Ketua Papelink Asri Wonosobo Farida Astuti SSi MM mengatakan HUT ke-7 Papelink sengaja dihelat lain dari biasanya. Hal tersebut untuk memberikan nuansa berbeda dan unik dari HUT yang pernah digelar di tahun sebelumnya yang bersifat selamatan biasa.
“Dengan nuansa unik mengenakan kebaya Jawa dan disuguhi tumpeng mini, diharapkan akan memberikan semangat anggota Papelink dalam melakukan aktifitasnya. Selama ini alhamdulillah aktivitas pegiat lingkungan sudah banyak dirasakan masyarakat,” katanya.
Selama tujuh tahun berdiri, imbuhnya, Papelink telah menggerakan program bank sampah, melakukan gerakan menanam, bakti sosial dan membersihkan lingkungan di berbagai tempat. Anggota Papelink juga terdiri lintas profesi dan sara.
“Selain menggelar seminar siaga bencana, HUT ke-7 Papelink tahun ini juga diramaikan dengan pemeriksaan kesehatan gratis bagi buruh gendong, buruh pikul dan panggul, bakti sosial, gerakan masyarakat hidup sehat (Germas) dan bagi nasi bungkus,” katanya.
Penuh Pengorbanan
Sementara itu, dalam “Seminar Siaga Bencana” Papelink Asri Wonosobo menghadirkan pemateri Zulfa Ahsan Alim Kurniawan STTP MSi (Kepala BPBD), Guntur Geni (relawan Sky Door dan Basarnas) dan Astin Meiningsih (pegiat Mafindo Wonosobo).

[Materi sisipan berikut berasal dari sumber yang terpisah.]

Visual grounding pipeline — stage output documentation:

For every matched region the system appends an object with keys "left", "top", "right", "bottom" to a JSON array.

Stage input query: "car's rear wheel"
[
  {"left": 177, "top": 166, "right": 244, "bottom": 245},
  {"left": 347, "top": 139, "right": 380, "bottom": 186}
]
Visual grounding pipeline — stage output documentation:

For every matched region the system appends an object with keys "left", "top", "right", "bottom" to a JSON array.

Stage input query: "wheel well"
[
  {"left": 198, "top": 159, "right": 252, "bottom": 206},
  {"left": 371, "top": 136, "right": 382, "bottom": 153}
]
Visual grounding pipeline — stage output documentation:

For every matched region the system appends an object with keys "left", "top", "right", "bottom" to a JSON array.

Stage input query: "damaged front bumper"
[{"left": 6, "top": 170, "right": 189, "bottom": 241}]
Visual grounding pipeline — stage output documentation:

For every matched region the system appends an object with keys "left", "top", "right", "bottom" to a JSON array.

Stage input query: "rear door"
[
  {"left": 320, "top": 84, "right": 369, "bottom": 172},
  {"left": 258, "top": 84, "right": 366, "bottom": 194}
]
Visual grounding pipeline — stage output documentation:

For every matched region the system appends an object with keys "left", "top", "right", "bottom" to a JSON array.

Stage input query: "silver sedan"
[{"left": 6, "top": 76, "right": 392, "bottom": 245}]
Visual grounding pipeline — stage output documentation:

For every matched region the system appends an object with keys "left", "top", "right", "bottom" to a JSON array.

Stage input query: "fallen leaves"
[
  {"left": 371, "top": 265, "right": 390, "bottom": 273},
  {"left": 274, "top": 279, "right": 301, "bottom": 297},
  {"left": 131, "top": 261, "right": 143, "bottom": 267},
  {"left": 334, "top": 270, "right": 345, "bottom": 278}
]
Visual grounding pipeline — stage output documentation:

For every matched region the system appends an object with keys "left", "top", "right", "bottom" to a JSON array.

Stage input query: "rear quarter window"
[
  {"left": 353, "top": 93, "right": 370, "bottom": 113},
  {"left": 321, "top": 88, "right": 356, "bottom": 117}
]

Kepala BPBD Wonosobo Zulfa Aksan Alim Kurniawan STTP MSi menyebut pengorbanan relawan siaga bencana sangat luar biasa. Sebab, relawan siaga bencana, siap mengorbankan waktu, pikiran, tenaga dan nyawa sekali pun setiap saat di lokasi bencana alam.
“Bisa diibaratkan relawan siaga bencana itu tidak ngeman awake dewe tapi malah mikir keselamatan atau nyawa orang lain. Setiap saat tak mengenal waktu, relawan siaga bencana selalu siap siaga turun ke lapangan jika terjadi bencana alam,” katanya.

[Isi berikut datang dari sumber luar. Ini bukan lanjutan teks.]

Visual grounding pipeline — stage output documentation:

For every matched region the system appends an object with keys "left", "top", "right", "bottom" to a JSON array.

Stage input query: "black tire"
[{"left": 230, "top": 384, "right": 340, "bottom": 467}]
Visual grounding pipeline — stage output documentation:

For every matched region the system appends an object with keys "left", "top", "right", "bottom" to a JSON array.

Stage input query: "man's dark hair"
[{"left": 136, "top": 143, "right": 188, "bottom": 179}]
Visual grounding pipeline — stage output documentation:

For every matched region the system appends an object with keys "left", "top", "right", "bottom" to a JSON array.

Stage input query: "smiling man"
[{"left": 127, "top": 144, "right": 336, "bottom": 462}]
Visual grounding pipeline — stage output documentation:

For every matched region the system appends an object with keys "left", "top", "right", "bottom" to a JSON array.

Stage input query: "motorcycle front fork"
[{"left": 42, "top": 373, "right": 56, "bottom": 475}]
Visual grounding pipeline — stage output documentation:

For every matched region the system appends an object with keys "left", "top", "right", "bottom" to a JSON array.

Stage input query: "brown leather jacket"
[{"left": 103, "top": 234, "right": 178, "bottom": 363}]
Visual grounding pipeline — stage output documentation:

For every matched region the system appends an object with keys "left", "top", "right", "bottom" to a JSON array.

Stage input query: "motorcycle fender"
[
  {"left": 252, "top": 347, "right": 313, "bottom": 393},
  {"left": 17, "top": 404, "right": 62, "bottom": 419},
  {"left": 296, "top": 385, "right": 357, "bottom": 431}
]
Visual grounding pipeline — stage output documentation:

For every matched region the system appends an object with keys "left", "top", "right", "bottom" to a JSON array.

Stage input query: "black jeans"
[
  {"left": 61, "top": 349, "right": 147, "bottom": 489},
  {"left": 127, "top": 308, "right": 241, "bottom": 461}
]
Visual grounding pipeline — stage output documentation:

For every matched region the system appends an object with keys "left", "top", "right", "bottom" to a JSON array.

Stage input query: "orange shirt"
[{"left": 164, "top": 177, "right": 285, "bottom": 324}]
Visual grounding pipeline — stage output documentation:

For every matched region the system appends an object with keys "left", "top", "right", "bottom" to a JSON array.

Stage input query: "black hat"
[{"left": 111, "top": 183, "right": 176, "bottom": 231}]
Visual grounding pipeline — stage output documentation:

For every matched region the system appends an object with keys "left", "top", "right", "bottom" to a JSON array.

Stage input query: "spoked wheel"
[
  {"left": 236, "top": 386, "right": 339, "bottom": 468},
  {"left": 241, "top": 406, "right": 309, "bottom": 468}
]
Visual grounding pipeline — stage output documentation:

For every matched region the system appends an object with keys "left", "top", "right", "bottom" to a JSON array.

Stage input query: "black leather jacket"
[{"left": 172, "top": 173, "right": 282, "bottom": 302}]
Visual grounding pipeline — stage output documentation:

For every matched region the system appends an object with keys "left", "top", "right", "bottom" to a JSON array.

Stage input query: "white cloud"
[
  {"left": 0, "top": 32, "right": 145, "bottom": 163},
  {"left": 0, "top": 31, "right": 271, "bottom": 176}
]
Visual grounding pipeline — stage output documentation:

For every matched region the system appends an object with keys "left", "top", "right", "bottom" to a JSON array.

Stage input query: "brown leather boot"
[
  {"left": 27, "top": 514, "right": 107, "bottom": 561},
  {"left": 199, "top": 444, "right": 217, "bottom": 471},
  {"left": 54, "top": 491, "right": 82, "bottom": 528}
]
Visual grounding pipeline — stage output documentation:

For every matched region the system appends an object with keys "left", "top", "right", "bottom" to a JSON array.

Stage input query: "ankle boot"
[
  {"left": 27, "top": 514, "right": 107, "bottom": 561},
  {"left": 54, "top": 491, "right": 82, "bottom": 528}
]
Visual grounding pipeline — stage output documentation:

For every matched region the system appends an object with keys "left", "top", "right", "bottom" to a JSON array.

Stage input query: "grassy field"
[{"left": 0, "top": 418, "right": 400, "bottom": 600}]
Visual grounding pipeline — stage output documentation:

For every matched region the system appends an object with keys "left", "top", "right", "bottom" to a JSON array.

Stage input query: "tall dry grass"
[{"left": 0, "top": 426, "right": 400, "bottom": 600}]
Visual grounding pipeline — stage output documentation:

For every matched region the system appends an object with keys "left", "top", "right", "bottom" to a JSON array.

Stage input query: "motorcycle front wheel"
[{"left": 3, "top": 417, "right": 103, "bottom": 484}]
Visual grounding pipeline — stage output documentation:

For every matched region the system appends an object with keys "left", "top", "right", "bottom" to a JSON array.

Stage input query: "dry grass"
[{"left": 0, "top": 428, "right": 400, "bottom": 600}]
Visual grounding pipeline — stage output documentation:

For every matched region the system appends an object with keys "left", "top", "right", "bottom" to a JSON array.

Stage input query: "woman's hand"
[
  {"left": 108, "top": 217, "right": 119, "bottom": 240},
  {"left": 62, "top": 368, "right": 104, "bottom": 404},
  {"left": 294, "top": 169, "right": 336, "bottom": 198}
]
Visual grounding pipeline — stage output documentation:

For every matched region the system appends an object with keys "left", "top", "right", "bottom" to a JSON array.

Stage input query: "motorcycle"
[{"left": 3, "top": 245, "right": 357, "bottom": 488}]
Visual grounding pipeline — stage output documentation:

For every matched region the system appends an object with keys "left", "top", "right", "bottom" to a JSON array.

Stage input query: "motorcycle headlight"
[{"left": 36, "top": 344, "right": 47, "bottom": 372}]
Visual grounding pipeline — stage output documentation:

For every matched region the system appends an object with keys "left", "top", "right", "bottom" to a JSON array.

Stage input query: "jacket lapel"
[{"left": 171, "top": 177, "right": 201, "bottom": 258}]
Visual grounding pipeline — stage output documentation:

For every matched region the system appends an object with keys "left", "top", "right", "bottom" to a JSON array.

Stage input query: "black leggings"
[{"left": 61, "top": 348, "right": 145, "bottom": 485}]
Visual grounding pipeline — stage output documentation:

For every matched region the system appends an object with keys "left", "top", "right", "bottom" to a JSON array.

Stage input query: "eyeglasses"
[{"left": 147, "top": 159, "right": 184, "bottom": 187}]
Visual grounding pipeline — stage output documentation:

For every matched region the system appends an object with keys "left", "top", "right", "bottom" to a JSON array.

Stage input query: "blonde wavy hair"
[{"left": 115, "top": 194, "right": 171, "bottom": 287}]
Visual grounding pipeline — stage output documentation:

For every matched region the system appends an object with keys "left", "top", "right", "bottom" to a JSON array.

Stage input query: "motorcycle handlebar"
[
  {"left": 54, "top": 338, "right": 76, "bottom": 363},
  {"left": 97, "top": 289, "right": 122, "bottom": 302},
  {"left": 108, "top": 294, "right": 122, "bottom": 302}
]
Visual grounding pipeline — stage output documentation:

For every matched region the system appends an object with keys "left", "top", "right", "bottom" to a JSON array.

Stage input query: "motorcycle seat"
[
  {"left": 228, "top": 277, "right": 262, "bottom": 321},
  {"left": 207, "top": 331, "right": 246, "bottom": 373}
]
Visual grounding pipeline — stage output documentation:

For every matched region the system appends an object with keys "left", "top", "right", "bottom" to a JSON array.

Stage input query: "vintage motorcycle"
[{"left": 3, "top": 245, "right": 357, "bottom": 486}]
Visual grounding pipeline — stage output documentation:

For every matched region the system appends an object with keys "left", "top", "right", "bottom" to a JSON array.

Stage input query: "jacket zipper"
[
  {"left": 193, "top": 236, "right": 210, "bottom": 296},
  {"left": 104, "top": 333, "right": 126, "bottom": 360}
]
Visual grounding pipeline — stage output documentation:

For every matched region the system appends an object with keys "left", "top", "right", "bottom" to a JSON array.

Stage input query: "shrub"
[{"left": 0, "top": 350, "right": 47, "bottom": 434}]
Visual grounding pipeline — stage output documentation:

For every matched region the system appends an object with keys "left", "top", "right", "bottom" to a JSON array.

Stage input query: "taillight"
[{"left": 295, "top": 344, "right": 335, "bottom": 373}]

Guntur Geni lebih banyak memberikan pemahaman dan sikap warga jika terjadi bencana alam. Apa yang diceritakan aktifis Basarnas dan Sky Door tersebut berdasarkan pengalaman bertahun-tahun menjadi relawan siaga bencana di berbagai tempat.
“Dalam menghadapi bencana alam, setiap orang harus mengenal lingkungan sekitar atau orientasi medan (ormed) dan tidak boleh panik. Yang banyak terjadi di lapangan jika terjadi bencana alam orang tidak mengenal medan dan terasa panik,” paparnya.
Wonosobo sebagai zona merah bencana alam, tambahnya, penting sekali bagi warga untuk sadar siaga bencana sehingga ketika terjadi musibah bencana alam tidak panik dan siap mental. Wonosobo kalau hujan longsor jika kemarau banyak musibah puting beliung.